Anonymous Monk has asked for the wisdom of the Perl Monks concerning the following question:

I read a file into an array using @file=<FILE>.
Problem is I have to parse the data in the file excluding C-Style comments.
They may be only one line long:
/* this is a comment /*
or multiple lines:
/*
these 3 lines are comments
*/
I'm currently using the following code to process the file:

open (FILE,"file"); @file=<FILE>; close(FILE); for ($i=0; $i<=$#file; $i++) { # Here I'm trying to catch the comments and ignore them if ($file[$i]=~/\/\*/) { # If comment is found ... while ($file[$i]!~/\*\//) { $i++; } # Check lines till finding end o +f comment next; } ... processing data ... }

My problem is that /\/\*/ doesn't match "/*". (without quotes)
I have also tried /\/\042/ which doesn't match, too.
Does anyone have an idea to solve this problem?
Thanks in advance.

Replies are listed 'Best First'.
Re: Matching C-Style comments
by mirod (Canon) on Jun 19, 2001 at 19:46 UTC

    Instead of storing the text in an array just store it in a string and then you can use a regular regexp:

    #!/bin/perl -w use strict; undef $/; # so <DATA> will slurp the entire file my $string=<DATA>; $string=~ s{/\*.*?\*/}{}gsx; # do not forget the s modifier so . matc +hes \n too print $string; __DATA__ A text /* with comments */, some even /* cross several lines */, some even /* cross many, many, many */ lines

    Of course you can also "unroll the loop" as Brovnik mentionned

Re: Matching C-Style comments
by Brovnik (Hermit) on Jun 19, 2001 at 19:39 UTC
(tye)Re: Matching C-Style comments
by tye (Sage) on Jun 20, 2001 at 02:21 UTC

    Note that if, for example, you are processing C source code, then all of the methods presented so far can make mistakes. For example, using them on this:

    int fun( char *string ) { // Check string/*string for validity: if( NULL != string && '\0' != *string ) { /* Okay! */ static char *punct= "!@#-+/*.,;"; /* Strip some punction characters: */ stripchars( string, punct ); ....
    will strip some important stuff that isn't comments! To deal with such problems gets pretty close to writing a parser so you might want to consider Parse::RecDescent (which may even come with an example grammar that parses C).

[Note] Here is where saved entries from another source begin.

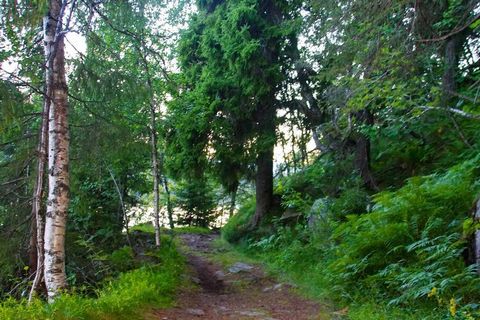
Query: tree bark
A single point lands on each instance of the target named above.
(58, 161)
(233, 202)
(169, 203)
(451, 56)
(156, 176)
(266, 117)
(476, 236)
(264, 164)
(362, 151)
(38, 222)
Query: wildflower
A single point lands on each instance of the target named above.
(432, 292)
(453, 307)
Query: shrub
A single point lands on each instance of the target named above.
(126, 297)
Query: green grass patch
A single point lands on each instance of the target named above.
(130, 296)
(148, 228)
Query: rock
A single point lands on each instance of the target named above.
(195, 280)
(196, 312)
(239, 267)
(278, 286)
(251, 313)
(266, 289)
(220, 275)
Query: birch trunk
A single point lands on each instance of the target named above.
(38, 196)
(476, 237)
(156, 176)
(169, 203)
(58, 145)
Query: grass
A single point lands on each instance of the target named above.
(309, 283)
(130, 296)
(148, 227)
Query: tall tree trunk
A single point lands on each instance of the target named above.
(266, 117)
(153, 143)
(122, 206)
(38, 222)
(362, 151)
(169, 203)
(155, 174)
(452, 48)
(264, 164)
(476, 236)
(58, 161)
(233, 201)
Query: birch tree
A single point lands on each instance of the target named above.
(58, 145)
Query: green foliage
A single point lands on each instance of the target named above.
(237, 226)
(122, 259)
(128, 297)
(196, 199)
(411, 243)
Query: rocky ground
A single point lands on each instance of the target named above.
(236, 291)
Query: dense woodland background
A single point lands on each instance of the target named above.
(340, 137)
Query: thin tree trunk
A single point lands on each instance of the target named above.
(233, 202)
(156, 176)
(476, 237)
(37, 216)
(264, 164)
(58, 161)
(169, 203)
(122, 205)
(362, 151)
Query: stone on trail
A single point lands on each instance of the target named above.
(220, 275)
(239, 267)
(196, 312)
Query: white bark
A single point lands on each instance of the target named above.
(58, 144)
(476, 243)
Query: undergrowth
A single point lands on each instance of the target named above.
(404, 259)
(129, 296)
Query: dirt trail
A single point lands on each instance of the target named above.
(241, 291)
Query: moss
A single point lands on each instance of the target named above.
(129, 296)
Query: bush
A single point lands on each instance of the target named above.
(127, 297)
(237, 226)
(406, 252)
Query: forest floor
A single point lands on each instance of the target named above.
(222, 286)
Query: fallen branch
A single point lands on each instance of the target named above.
(452, 110)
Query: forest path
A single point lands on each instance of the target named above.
(238, 291)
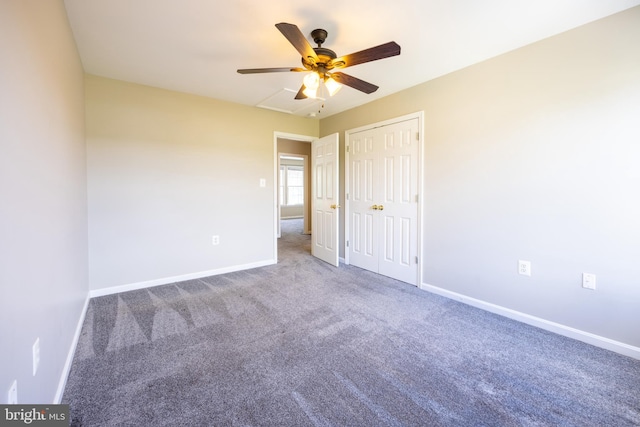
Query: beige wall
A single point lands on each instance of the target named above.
(167, 171)
(303, 148)
(43, 203)
(534, 155)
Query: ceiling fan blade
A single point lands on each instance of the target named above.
(354, 82)
(269, 70)
(372, 54)
(300, 94)
(298, 40)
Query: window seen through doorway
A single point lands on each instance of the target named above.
(291, 185)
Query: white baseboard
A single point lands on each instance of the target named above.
(167, 280)
(72, 351)
(567, 331)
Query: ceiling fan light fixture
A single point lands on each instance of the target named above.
(332, 86)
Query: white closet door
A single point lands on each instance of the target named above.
(325, 199)
(364, 220)
(383, 204)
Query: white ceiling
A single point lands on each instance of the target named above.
(196, 46)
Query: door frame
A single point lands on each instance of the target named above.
(276, 170)
(347, 182)
(307, 189)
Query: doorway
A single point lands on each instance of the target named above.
(296, 146)
(293, 188)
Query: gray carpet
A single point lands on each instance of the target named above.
(301, 343)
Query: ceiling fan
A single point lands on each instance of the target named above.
(322, 61)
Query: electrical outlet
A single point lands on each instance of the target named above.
(524, 268)
(589, 281)
(12, 396)
(36, 356)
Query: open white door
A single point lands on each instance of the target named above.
(325, 199)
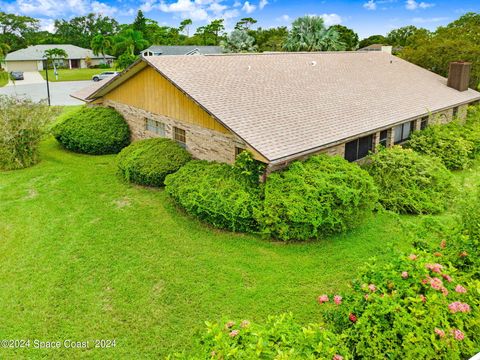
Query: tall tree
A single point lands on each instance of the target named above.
(215, 28)
(130, 41)
(309, 33)
(82, 29)
(239, 41)
(101, 45)
(185, 25)
(245, 23)
(374, 39)
(140, 23)
(347, 36)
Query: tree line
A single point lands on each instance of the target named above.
(433, 50)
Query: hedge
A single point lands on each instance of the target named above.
(93, 130)
(315, 198)
(148, 162)
(216, 193)
(409, 182)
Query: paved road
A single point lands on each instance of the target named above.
(59, 91)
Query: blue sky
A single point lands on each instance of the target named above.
(367, 17)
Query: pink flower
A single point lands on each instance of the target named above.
(458, 335)
(458, 306)
(436, 283)
(447, 277)
(337, 299)
(234, 333)
(352, 318)
(434, 267)
(244, 324)
(229, 324)
(322, 299)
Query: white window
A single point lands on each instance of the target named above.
(156, 127)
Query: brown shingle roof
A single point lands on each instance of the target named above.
(289, 103)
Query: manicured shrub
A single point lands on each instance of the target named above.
(279, 336)
(148, 162)
(317, 197)
(216, 193)
(446, 142)
(93, 130)
(23, 124)
(409, 182)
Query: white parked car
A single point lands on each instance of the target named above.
(104, 75)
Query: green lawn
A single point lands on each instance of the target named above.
(3, 78)
(84, 256)
(72, 74)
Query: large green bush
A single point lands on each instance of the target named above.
(148, 162)
(447, 142)
(23, 124)
(409, 182)
(317, 197)
(93, 130)
(216, 193)
(281, 337)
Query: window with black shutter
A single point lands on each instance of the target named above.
(358, 148)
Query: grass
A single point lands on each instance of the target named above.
(85, 256)
(72, 74)
(3, 78)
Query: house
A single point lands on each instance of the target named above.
(283, 106)
(157, 50)
(32, 59)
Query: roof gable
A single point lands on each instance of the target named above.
(286, 104)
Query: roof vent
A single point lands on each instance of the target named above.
(459, 75)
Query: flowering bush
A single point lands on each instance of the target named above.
(281, 337)
(409, 182)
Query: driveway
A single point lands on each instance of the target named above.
(30, 77)
(59, 91)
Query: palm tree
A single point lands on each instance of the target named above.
(101, 45)
(130, 40)
(310, 34)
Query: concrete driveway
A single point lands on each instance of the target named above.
(59, 91)
(30, 77)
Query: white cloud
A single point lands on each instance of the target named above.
(331, 19)
(370, 5)
(421, 20)
(285, 18)
(104, 9)
(413, 5)
(248, 8)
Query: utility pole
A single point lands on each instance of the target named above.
(48, 86)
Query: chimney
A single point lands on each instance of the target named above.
(459, 75)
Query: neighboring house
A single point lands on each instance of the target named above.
(282, 106)
(157, 50)
(31, 58)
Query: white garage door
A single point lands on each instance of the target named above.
(22, 66)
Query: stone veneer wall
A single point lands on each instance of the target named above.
(202, 143)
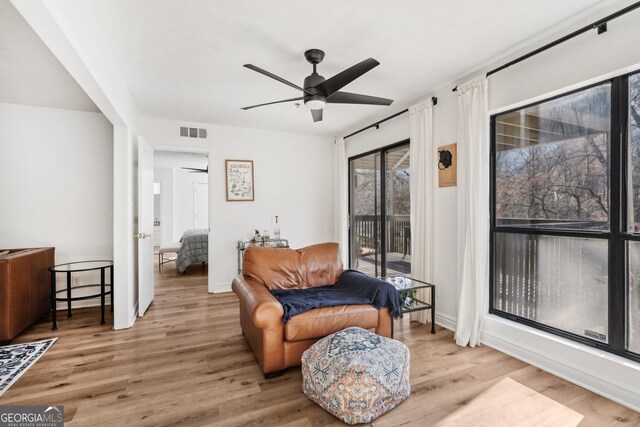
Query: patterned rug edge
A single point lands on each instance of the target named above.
(50, 341)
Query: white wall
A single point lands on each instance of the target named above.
(56, 171)
(165, 177)
(293, 179)
(587, 59)
(73, 35)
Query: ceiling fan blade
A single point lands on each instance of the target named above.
(274, 102)
(273, 76)
(356, 98)
(340, 80)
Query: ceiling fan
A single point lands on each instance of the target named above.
(318, 92)
(197, 170)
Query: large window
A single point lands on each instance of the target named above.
(379, 233)
(565, 213)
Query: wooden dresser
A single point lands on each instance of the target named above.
(25, 288)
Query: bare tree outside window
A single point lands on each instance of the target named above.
(633, 248)
(552, 165)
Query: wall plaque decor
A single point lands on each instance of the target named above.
(448, 165)
(239, 179)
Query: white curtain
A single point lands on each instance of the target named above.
(421, 193)
(341, 215)
(473, 210)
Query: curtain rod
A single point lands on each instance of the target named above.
(600, 25)
(377, 124)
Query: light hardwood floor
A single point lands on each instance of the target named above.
(186, 362)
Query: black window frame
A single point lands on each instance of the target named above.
(617, 235)
(383, 198)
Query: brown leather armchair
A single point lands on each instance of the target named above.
(277, 346)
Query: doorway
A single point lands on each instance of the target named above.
(379, 211)
(180, 221)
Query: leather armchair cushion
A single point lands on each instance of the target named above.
(320, 322)
(279, 268)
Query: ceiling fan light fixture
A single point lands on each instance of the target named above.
(315, 102)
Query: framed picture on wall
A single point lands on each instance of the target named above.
(448, 165)
(239, 180)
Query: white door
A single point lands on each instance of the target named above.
(201, 201)
(145, 225)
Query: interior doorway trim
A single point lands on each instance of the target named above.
(209, 152)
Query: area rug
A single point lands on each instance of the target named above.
(16, 359)
(509, 403)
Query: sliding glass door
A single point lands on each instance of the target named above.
(379, 207)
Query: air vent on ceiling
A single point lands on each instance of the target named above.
(189, 132)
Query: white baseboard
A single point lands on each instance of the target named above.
(613, 377)
(133, 318)
(446, 321)
(221, 287)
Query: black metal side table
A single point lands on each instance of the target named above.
(75, 267)
(408, 287)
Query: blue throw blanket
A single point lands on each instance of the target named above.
(351, 288)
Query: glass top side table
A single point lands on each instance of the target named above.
(74, 267)
(408, 288)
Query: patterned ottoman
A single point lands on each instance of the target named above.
(356, 375)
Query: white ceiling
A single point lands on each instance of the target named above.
(29, 73)
(171, 159)
(183, 59)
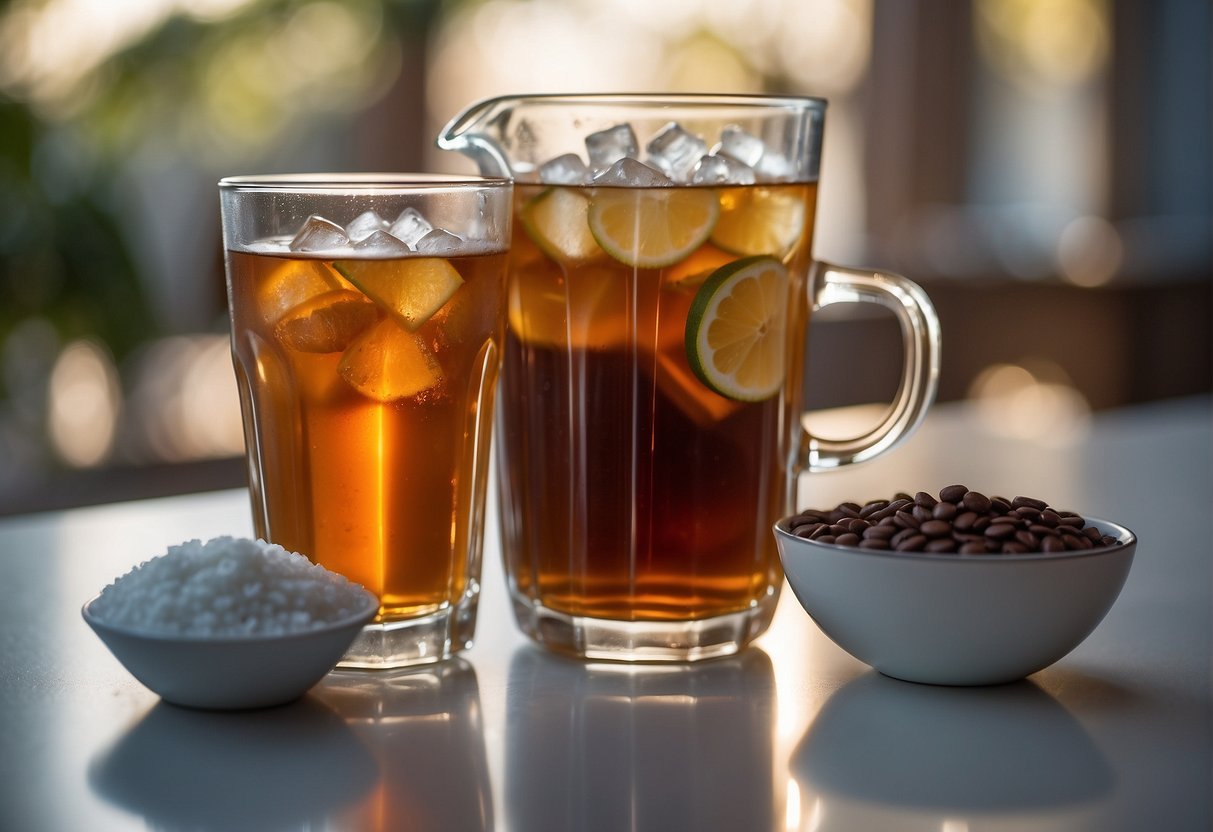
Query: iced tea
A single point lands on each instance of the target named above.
(370, 426)
(637, 483)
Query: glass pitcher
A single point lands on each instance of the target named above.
(661, 283)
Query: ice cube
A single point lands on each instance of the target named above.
(632, 174)
(775, 167)
(364, 224)
(380, 243)
(741, 146)
(722, 170)
(568, 169)
(609, 146)
(410, 226)
(675, 152)
(319, 234)
(440, 243)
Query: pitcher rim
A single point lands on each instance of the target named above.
(449, 135)
(360, 182)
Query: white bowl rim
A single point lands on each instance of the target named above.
(362, 616)
(1126, 539)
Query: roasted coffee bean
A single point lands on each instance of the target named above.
(945, 511)
(978, 502)
(935, 528)
(954, 493)
(1000, 530)
(912, 543)
(1053, 543)
(880, 531)
(964, 520)
(1026, 512)
(958, 520)
(872, 507)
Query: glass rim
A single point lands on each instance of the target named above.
(360, 182)
(756, 100)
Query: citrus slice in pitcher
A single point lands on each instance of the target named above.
(759, 221)
(410, 289)
(387, 363)
(651, 227)
(735, 329)
(558, 223)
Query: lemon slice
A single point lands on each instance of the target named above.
(292, 283)
(759, 221)
(387, 363)
(735, 340)
(558, 223)
(410, 289)
(326, 323)
(651, 227)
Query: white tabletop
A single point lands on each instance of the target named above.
(791, 735)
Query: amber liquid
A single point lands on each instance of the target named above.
(388, 493)
(630, 489)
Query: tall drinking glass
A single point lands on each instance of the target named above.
(368, 317)
(661, 281)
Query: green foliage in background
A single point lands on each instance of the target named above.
(62, 255)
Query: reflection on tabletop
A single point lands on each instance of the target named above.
(426, 730)
(363, 751)
(175, 763)
(599, 746)
(884, 753)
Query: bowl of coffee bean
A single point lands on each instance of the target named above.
(956, 588)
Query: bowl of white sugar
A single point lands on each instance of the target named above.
(229, 624)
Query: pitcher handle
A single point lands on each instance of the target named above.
(920, 374)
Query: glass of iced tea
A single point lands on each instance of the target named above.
(661, 283)
(368, 317)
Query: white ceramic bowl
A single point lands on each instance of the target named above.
(234, 672)
(945, 619)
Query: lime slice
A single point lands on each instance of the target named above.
(387, 363)
(292, 283)
(326, 323)
(651, 227)
(759, 221)
(410, 289)
(557, 222)
(735, 338)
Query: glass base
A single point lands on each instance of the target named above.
(607, 639)
(432, 638)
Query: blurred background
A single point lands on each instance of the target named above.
(1042, 167)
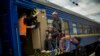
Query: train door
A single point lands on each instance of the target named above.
(35, 37)
(38, 34)
(65, 26)
(5, 30)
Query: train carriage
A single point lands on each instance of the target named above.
(77, 25)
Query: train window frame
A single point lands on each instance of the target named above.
(64, 23)
(74, 28)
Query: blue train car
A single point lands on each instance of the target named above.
(78, 25)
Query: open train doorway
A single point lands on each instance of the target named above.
(32, 25)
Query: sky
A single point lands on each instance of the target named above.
(88, 8)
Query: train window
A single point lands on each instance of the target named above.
(65, 25)
(80, 29)
(74, 28)
(49, 22)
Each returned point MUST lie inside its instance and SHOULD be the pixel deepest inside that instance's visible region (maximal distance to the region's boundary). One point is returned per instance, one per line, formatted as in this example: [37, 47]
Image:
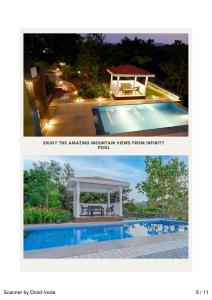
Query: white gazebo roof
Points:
[96, 184]
[129, 70]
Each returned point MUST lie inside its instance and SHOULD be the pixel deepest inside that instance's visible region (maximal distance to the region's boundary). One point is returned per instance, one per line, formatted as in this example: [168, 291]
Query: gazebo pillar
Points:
[111, 76]
[108, 199]
[145, 86]
[77, 199]
[117, 89]
[120, 202]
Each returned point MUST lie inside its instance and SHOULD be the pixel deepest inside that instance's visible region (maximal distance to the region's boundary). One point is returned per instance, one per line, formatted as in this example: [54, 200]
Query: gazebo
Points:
[89, 212]
[128, 81]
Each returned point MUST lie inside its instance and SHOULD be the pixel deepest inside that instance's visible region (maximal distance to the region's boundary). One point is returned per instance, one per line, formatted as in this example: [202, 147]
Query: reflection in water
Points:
[56, 237]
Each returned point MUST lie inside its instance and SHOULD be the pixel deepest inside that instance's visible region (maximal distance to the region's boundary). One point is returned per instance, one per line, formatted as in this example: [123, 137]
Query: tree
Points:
[42, 184]
[176, 68]
[166, 185]
[67, 198]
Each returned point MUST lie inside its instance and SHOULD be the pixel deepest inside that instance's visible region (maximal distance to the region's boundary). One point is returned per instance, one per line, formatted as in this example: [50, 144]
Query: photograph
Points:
[78, 207]
[105, 84]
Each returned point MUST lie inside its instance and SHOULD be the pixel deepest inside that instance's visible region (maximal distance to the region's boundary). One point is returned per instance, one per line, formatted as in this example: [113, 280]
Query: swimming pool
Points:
[67, 235]
[133, 117]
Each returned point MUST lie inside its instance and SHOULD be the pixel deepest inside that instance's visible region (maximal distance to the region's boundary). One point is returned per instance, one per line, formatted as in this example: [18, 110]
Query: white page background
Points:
[117, 14]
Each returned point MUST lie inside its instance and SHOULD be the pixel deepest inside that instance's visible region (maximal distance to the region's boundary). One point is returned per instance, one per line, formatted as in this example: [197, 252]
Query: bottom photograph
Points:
[105, 207]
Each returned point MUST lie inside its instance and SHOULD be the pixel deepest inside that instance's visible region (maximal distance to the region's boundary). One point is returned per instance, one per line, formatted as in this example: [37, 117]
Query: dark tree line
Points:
[92, 56]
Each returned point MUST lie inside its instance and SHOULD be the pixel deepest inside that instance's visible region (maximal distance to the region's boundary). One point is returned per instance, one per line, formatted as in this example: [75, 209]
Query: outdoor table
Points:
[93, 209]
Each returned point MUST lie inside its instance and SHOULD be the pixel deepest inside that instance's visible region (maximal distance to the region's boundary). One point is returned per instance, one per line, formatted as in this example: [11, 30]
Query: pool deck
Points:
[71, 118]
[174, 246]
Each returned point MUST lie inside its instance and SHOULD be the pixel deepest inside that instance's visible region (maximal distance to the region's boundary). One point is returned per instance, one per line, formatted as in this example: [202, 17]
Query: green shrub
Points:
[35, 215]
[51, 84]
[91, 90]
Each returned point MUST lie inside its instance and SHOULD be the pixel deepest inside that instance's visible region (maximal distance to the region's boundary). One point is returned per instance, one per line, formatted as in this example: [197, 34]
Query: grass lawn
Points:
[154, 92]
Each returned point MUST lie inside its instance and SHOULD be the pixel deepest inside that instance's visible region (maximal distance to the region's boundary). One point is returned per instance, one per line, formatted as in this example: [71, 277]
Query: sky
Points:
[123, 168]
[166, 38]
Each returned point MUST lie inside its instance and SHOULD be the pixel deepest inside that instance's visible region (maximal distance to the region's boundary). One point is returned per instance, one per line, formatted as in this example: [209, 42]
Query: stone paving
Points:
[162, 250]
[127, 248]
[179, 253]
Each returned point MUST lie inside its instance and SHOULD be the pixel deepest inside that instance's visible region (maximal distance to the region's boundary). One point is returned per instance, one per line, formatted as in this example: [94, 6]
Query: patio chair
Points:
[84, 210]
[110, 210]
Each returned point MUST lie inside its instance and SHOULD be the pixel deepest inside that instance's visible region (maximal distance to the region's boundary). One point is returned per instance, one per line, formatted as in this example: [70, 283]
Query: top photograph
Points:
[105, 84]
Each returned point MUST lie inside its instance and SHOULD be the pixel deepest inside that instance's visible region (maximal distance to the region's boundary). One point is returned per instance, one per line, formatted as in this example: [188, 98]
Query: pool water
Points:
[68, 235]
[132, 117]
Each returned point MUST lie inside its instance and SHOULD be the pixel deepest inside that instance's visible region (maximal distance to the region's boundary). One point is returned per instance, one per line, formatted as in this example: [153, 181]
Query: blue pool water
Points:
[54, 236]
[126, 118]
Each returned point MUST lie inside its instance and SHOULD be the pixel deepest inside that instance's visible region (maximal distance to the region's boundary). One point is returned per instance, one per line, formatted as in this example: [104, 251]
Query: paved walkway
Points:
[126, 248]
[70, 117]
[171, 249]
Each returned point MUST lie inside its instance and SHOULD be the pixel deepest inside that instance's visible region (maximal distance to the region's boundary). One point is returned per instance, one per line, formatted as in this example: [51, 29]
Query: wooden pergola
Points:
[99, 185]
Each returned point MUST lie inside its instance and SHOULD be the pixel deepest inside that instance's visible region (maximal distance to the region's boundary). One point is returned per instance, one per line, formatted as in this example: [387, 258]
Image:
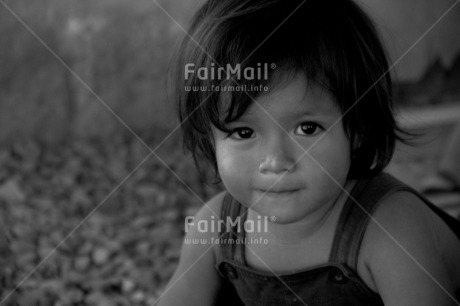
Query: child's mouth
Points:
[276, 193]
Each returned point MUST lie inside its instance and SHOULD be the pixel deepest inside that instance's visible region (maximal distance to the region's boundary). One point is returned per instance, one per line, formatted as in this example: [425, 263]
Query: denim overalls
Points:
[333, 283]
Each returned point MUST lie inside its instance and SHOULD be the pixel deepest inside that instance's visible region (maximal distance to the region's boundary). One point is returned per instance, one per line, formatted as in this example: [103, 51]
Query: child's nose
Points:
[277, 157]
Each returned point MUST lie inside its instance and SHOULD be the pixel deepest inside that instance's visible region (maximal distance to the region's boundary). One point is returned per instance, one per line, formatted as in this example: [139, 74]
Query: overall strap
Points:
[364, 199]
[232, 209]
[355, 216]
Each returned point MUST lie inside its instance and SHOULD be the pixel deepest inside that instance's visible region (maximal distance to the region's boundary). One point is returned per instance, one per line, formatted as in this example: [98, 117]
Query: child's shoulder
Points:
[407, 243]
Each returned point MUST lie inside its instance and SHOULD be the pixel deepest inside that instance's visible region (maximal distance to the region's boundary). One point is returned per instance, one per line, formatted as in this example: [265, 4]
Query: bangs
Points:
[332, 43]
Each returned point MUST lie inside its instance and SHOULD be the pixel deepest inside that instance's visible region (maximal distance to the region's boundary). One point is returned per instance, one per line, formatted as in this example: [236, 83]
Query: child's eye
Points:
[307, 128]
[241, 133]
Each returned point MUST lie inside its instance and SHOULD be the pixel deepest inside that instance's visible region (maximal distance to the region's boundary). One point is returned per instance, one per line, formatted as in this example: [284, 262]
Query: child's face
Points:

    Alternately, you can write your own parser that understands just a few things like C strings, C++-style comments, and, of course, C-style comments and work your way along. Sorry, I'm not going to try to throw a working version of that together right here, nor am I going to track one down for you (though I expect this has been written more than once so you can probably find one if you are good at searching).

    I just didn't want you to get caught by surprise on this.

            - tye (but my friends call me "Tye")
Re: Matching C-Style comments
by stefan k (Curate) on Jun 19, 2001 at 19:42 UTC
    Hi,
    If I'm not completely wrong it should work using
    if ($file[$i] =~ m(/\*)) ...
    This takes the matching operator m, uses parens as delimiter to the regexp
    and only has to escape the *

    Actually I tried it on the command line using

    $ perl -p -e 'print "MATCH" if m(/\*)' foo foo /* MATCH/*
    which seems to me like it works. Correct me if I'm getting things wrong. BTW: is there a better command line for this? I don't understand why the first line (which is what I type in) is echoed once

    Regards... Stefan

      Well, your regex isn't enough, because while it matches /*, it doesn't check whether that occurs inside a string or not - and when it's inside a string, it's not the start of the comment. I won't repeat the regex here, you can find it in the hip owls book, and there are pointers to it already posted.

      As for your second question, it's not just the first line that's echoed, it's the second line too, there's a /* after the MATCH! The reason is your use of -p, which means that $_ is printed for each line of input processed. Regardless of any print statements in the program. You probably want to use -n instead.

      -- Abigail

Re: Matching C-Style comments
by scain (Curate) on Jun 19, 2001 at 19:42 UTC
    I haven't even tried out your code, but it doesn't seem that you've considered all the possibilities for comments. For instance, have you considered this case:

    some code here/* comments */ more code here .

    Scott